The mysterious case of Claudell Washington’s infected left shin has taken yet another bizarre twist, and Manager Doug Rader is beginning to lose patience with the medical community’s inability to figure out exactly what’s wrong. Washington took extra batting practice Friday and said he felt fine. Then he played 4 1/2 innings Friday night and the shin began to swell and hurt again. Washington left during Saturday night’s game to return home and will be admitted to Centinela Hospital Medical Center today for further diagnostic tests. “If we knew specifically what it was, we could treat it and get it over with,” Rader said, “but we can’t get a unified opinion.”

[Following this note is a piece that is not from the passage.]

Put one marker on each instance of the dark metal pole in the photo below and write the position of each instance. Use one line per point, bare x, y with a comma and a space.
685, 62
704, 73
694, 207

The infection was originally believed to have been caused by insect bites and was diagnosed by Angel dermatologist Ron Cotliar as cellulitis (an infection of cellular or connective tissue). Then Cleveland’s team physician, John Bergfeld, diagnosed the condition as hives early this week. “Then Claudell’s wife called and said the kids had contracted poision oak,” trainer Rick Smith said. “He had been rolling around, playing with the kids before we left. It’s been like a roller coaster. He felt as good as new (Friday). He said he was ready to go with no hesitation when we asked if he could go in the game and then it was swollen again after the game.”

Rader is worried about the durability of Washington’s replacement, Tony Armas. Armas has already spent 65 days on the disabled list this season with a sprained hamstring and left Friday’s game when he felt tightening in his right buttock. “We have to be careful with him,” Rader said. “He’s not in the greatest of shape and it’s not fair to ask him to take over the entire workload. I’ll have to think out (today’s) lineup really carefully. I don’t want to get greedy at Tony’s expense.” Armas’ legs may be questionable, but there’s no doubt about his ability to swing the bat. He hit his second homer in as many games Saturday night and added a single, extending his hitting streak to 12 games. . . . Jack Howell was hit in the right thigh by a pitch from Roy Smith in the eighth inning and left the game but should be available today.

The Anaheim Stadium ticket office will be open from 11 a.m. to 4 p.m. today, selling general admission tickets on reserved-seat basis for the July 4 game against the Texas Rangers and postgame fireworks show. Tickets are also available for Wednesday’s matchup between Texas’ Nolan Ryan and Finley.